Выбрать главу

Любопытно, что именно таким запомнился своим английским друзьям Ерошенко и много лет спустя. Рас-сказывая о его жизни в Англии, они с улыбкой вспоминали случай, который послужил поводом к исключению "казака" из колледжа. А было так…

По ухоженному парку в Норвуде ухоженные господа наставники совершали моцион на ухоженных лошадях. И вдруг случилось невероятное, незрячий студент вскочил на коня и понесся вскачь по аллеям. Возмущенные профессора собрались у входа в колледж.

– Господин Ерошенко, как вы посмели? Вы могли задавить человека – вы же слепой.

– Да, я не вижу, но конь-то зрячий!

– Но вы нарушили право частной собственности – сели на чужую лошадь.

Возможно, тогда он впервые понял, что слепой в состоянии видеть суть вещей лучше, чем многие зрячие, не подозревающие о своей духовной слепоте. После этого случая ему пришлось уйти из колледжа. Однако это не огорчило юношу: главное, к чему он стремился, было достигнуто – он познакомился с лучшими по тому времени методами обучения слепых.

Ерошенко переселился в Лондон. Вместе с приятелем, французом Марселем Симоне, он посещал Британский музей. Потом ходил туда уже один, отказавшись даже от трости.
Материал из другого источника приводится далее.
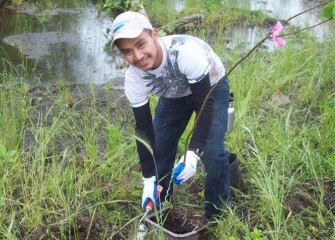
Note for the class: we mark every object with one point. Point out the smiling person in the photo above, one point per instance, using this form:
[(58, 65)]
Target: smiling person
[(181, 70)]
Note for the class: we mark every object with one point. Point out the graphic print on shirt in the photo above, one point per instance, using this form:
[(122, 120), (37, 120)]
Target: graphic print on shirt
[(171, 82)]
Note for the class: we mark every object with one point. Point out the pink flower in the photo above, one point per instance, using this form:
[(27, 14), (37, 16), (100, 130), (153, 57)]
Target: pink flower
[(278, 41)]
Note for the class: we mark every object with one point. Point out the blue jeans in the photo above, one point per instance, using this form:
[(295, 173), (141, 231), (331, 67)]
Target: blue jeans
[(170, 120)]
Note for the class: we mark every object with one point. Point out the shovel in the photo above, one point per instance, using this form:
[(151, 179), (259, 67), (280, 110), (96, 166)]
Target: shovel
[(142, 228)]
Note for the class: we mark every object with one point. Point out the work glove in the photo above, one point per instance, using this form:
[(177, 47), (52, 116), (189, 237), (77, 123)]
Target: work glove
[(182, 172), (149, 192)]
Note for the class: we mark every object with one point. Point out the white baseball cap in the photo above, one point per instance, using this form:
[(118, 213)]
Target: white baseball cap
[(129, 25)]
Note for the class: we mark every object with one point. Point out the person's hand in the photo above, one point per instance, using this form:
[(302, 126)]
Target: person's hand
[(149, 192), (183, 171)]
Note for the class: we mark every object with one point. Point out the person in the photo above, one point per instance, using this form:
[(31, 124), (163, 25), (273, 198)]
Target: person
[(181, 70)]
На Грейт-Рассел-стрит нередко можно было встретить высокого человека в котелке и черном костюме, бодро шагавшего по улице, и вряд ли кто-либо догадывался, чего стоила ему такая прогулка. Лондон был большим, шумным и дымным городом, и Ерошенко сначала растерялся в нем: шум он воспринимал как тьму – он не слышал эхо, не мог представить ширину улиц, размеры площадей. Шум наваливался на него, давил, прижимал к земле, заставляя опираться на трость. И он стал гулять по городу ночами. Запоминал запахи – пекарни, фабрики, ресторана; цоканье копыт полицейской лошади вызывало отражавшееся от стен домов эхо и помогало определить контуры улиц. Ночью он "видел" лучше, чем днем. А потом, во время прогулок, слушая пояснения Марселя (у которого он, кстати, учился французскому языку), сравнивал дневные впечатления с ночными и запоминал. Так он изучил дорогу в Британский музей, а оттуда до кафе, где можно было недорого пообедать.
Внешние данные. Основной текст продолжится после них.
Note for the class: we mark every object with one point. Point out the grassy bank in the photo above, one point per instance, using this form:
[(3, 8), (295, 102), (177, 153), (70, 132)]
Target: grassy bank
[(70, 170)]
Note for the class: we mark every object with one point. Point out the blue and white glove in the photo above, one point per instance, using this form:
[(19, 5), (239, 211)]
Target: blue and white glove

Вскоре Ерошенко нашел путь на Шарлотт-стрит, 107, где помещалось Общество российских политэмигрантов – в эти годы в Лондоне их было уже несколько тысяч. Здесь он стал завсегдатаем Герценовского кружка – искал ответы на "проклятые" вопросы российской действительности, которые волновали его еще в школе: о земле, о правах крестьян, о воле.
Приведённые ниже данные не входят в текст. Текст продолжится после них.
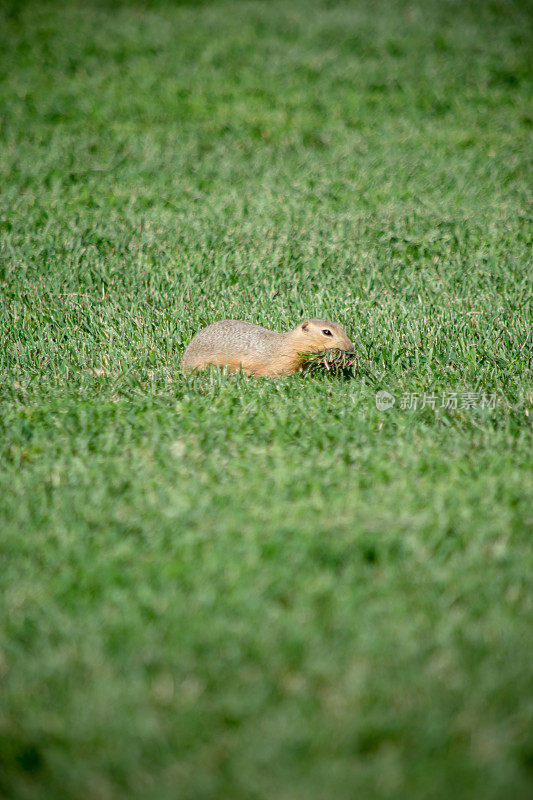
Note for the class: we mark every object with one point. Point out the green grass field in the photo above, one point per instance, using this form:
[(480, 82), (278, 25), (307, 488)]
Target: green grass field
[(220, 588)]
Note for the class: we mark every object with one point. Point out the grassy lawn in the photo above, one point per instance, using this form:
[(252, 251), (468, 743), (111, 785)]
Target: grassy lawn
[(236, 589)]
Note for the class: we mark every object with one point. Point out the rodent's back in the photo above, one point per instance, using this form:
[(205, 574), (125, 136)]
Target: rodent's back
[(232, 342)]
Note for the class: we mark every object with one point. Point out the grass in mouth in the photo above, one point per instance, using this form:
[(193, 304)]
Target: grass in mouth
[(337, 362)]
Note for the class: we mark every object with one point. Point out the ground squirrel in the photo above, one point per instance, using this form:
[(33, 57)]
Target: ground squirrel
[(236, 344)]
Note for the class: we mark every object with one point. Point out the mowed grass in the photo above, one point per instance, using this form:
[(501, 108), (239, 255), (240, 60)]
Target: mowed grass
[(220, 587)]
В обществе он не раз слышал выступления лидера анархистов князя П. А. Кропоткина. Кропоткин предстал перед Ерошенко в ореоле своей тогдашней славы – ученый, аристократ, поступившийся карьерой во имя революции; человек, бежавший из крепости, куда его заточили. Юноше захотелось познакомиться с ним поближе.

После одной из лекций Кропоткина Ерошенко подошел к его дочери и тихо сказал:

– К сожалению, я не все понял. Но мне бы не хотелось сейчас обращаться к вашему отцу. Раньше я почитаю его книги. Только вот удастся ли мне снова его увидеть?

– Ничего нет проще, – ответила она. – Соберите своих товарищей и приезжайте к нам, в Брайтон. Отец любит беседовать с молодыми людьми.

Недели через две в гости к Кропоткину отправилась довольно разношерстная компания – социал-демократы, анархисты, кадеты. Они спорили всю дорогу, и Ерошенко даже трудно было разобрать, в чем суть их спора. У Кропоткина они застали группу русских и среди них графа Орлова-Давыдова – того самого, кому принадлежали земли в Курской губернии, в том числе и Обуховка.

Кропоткин рассказывал о взаимопомощи среди животных, о том, что нечто подобное должно происходить и среди людей – только тогда, по его мнению, они добьются полного равенства в анархистских коммунах, где не будет ни профессиональных администраторов, ни подчиненных.

– Но как это возможно? – сказал Ерошенко. – В каждом деле нужен главный. Чтобы быть, к примеру, капитаном корабля, нужно учиться.

– Вы знаете, – живо откликнулся Кропоткин, – точно такой вопрос задал мне один швейцарский рабочий. Я ответил, что среди пассажиров всегда найдется человек, который сможет повести корабль.

– И он с вами согласился? – спросил Василий.

– Нет, он сказал, что не решился бы поехать на таком пароходе.

– Я тоже, – рассмеялся Ерошенко.

– Вы оба неправы, – возразил Кропоткин. – В будущем не должно быть ни руководителей, ни подчинённых. Наша цель – полное равенство.